Developing new and selective 5-HT₇R ligands may have a key impact on the treatment of central nervous system diseases including depression. We have found that indoleaminotriazine core fused with alkyl aryl moiety exhibits high affinity and selectivity to 5-HT₇R. SAR analysis demonstrated that the ethyl or ethoxy group (5c 5-HT₇R K_i = 8 nM; 5d 5-HT₇R K_i = 55 nM) is the optimal carbon linker between triazine and aryl moiety. The results of the molecular dynamics simulations show stable interaction with E7.34 upon binding to a 5-HT₇R. Compounds 5c and 5d were tested for early ADMET parameters. Compounds are not hepatotoxic and exhibit moderate potential interaction with other drugs metabolized by CYP3A4 or CYP2D6.

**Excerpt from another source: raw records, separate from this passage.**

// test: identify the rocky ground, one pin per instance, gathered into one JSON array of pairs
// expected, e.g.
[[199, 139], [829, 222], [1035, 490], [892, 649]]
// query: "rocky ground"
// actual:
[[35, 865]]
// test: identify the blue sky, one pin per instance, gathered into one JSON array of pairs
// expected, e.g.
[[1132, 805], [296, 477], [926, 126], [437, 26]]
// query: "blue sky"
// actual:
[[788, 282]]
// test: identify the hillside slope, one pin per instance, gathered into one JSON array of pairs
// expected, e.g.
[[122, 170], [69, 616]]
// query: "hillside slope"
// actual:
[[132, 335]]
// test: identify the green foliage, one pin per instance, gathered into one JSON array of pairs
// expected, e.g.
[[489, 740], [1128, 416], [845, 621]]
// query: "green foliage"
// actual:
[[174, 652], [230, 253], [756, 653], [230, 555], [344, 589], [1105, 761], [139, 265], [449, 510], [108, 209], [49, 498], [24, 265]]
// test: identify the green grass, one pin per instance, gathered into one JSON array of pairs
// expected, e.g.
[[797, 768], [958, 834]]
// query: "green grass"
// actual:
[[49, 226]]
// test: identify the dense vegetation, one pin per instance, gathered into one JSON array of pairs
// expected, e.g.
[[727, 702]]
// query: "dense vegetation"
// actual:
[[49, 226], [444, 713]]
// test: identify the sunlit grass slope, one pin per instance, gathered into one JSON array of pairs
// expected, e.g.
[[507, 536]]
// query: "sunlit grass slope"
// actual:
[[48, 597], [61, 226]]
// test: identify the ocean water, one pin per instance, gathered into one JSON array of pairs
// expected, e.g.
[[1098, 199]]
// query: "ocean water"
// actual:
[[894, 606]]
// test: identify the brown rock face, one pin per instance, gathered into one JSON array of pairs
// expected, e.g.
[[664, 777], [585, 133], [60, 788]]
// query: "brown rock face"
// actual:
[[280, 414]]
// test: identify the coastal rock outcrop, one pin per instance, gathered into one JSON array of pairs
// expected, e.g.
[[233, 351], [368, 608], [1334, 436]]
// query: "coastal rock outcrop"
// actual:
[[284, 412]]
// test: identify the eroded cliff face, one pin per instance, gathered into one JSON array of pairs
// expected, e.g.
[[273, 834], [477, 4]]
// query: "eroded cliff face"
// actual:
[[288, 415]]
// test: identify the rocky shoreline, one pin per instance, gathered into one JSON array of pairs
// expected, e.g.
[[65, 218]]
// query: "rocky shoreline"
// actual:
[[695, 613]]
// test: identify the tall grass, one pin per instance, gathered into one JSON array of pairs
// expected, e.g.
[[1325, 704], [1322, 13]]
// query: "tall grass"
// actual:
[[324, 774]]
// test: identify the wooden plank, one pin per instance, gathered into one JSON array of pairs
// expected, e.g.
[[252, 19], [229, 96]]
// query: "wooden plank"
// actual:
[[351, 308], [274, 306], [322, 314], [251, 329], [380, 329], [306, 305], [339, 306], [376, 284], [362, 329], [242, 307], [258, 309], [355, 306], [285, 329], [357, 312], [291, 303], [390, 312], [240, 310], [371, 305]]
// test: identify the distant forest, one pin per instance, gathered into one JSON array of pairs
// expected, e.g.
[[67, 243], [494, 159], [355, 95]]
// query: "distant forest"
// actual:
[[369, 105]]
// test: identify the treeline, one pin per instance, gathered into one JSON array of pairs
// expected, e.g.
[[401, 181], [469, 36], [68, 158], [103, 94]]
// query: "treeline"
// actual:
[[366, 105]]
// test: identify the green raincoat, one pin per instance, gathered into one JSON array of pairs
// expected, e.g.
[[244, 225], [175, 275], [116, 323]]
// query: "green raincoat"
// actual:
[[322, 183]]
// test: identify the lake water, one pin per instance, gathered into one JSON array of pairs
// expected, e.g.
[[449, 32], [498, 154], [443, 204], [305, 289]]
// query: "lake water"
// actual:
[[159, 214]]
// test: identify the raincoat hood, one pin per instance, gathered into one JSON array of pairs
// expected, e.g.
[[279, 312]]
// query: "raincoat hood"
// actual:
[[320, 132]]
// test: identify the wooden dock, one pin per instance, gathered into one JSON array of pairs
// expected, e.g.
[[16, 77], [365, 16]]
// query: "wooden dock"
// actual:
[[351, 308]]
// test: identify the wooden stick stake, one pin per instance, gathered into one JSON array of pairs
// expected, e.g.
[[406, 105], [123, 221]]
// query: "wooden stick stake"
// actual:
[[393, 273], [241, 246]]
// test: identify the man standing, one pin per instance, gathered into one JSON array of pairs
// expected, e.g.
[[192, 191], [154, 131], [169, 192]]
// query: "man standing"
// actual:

开发新的选择性5-HT ₇ R配体可能对中枢神经系统疾病（包括抑郁症）的治疗产生关键影响。我们发现与烷基芳基部分稠合的吲哚氨基三嗪核心对5-HT ₇ R表现出高亲和力和选择性.SAR分析表明，乙基或乙氧基（5c 5-HT ₇ R K _i  = 8 nM; 5d 5-HT ₇ R K _i  = 55 nM）是三嗪和芳基部分之间的最佳碳连接基。分子动力学模拟的结果表明，与5-HT ₇ R结合后，与E7.34稳定相互作用。化合物5c和测试5d的早期ADMET参数。该化合物无肝毒性，与其他经由CYP3A4或CYP2D6代谢的药物具有中等潜在的相互作用。